Mosher is past president of the Geological Society of America, past chair of the Council of Scientific Society Presidents and a founder and current chair of GeoScienceWorld, an international journal aggregation for geoscientists. Among her awards and honors she is a fellow of the Geological Society of America, from which she received the Distinguished Service Award in 2003, and an honorary fellow of the Geological Society of London.
Her research involves structural petrology and field-oriented structural geology, including the evolution of modern and ancient plate boundaries and deformation of the deep to mid-crust. She has supervised numerous graduate students since coming to The University of Texas at Austin in 1978. For 15 years she directed the university’s geology summer field camp, the largest undergraduate summer field course in the country.
Mosher received her Ph.D. in Geological Sciences from the University of Illinois at Urbana in 1978 and M.Sc. from Brown University in 1975.
“I am delighted that Sharon Mosher will be the next dean of the Jackson School,” said William Powers Jr., president of The University of Texas at Austin. “Sharon was instrumental in crafting the strategic plan to make the Jackson School the preeminent geoscience program in the country, and she has been instrumental in hiring the school’s outstanding new faculty. I am confident she will lead the Jackson School to new heights.”
“As dean, my goal is to create a cohesive geoscience community that balances academic and research excellence and the broader societal mission of the geosciences,” Mosher said.
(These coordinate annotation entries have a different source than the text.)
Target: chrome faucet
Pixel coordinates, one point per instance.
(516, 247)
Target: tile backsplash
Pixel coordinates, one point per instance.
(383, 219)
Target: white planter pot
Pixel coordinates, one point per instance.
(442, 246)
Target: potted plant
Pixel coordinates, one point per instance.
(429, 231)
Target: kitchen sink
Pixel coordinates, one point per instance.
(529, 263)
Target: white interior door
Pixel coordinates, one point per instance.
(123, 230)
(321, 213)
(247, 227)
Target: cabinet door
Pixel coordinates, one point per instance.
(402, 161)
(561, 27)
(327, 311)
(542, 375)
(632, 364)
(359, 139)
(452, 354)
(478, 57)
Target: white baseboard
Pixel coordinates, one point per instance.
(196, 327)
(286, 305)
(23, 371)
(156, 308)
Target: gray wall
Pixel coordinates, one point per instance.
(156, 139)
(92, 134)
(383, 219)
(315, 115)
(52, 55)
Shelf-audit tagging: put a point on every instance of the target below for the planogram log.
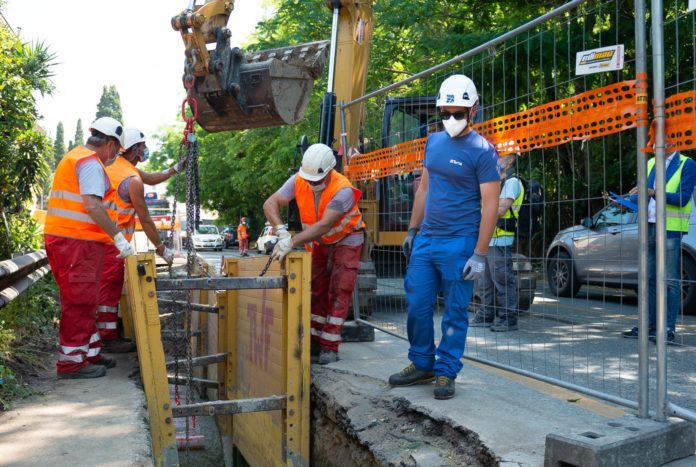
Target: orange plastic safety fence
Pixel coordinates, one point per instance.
(591, 114)
(680, 123)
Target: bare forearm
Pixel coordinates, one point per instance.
(418, 210)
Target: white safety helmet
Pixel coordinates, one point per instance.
(108, 126)
(457, 91)
(317, 162)
(131, 137)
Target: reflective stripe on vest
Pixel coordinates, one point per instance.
(66, 215)
(513, 211)
(348, 223)
(120, 170)
(677, 217)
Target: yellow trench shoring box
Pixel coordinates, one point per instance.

Mosher takes over at a time of growth in the school. The number of students enrolling in and graduating from the school has risen steadily since 2005. In the past year, the Jackson School has hired 15 new faculty members, an increase of nearly 50 percent to a geoscience department already one of the largest in the country. The new hires enhance capabilities in climate systems science, energy, internal earth processes, earth surface processes, hydrology and paleontology.
Researchers from the school annually work on projects with major impact on their discipline and society. Recent milestones include CT scanning Lucy, one of the world’s rarest and most famous fossils; leading the country’s largest test of carbon sequestration, a key technology for future energy plans; discovering glaciers of water ice at mid-latitudes on Mars; identifying a pattern of megadroughts in West Africa’s record of past climate; and surveying changes to the coast and seafloor at Galveston following Hurricane Ike. The school also leads GeoFORCE Texas, the country’s largest K-12 pipeline program for the earth sciences.
Alumnus John A. (Jack) Jackson endowed the school with a bequest of $241 million in 2002, the largest gift ever given to a single public university. He charged the new school to become a national leader in the earth sciences.
“I believe the Jackson School has the opportunity to make a lasting and transformative impact on the geosciences, becoming a preeminent geoscience institution and meeting the full potential envisioned by Jack Jackson,” Mosher said.
Her appointment as dean begins July 1.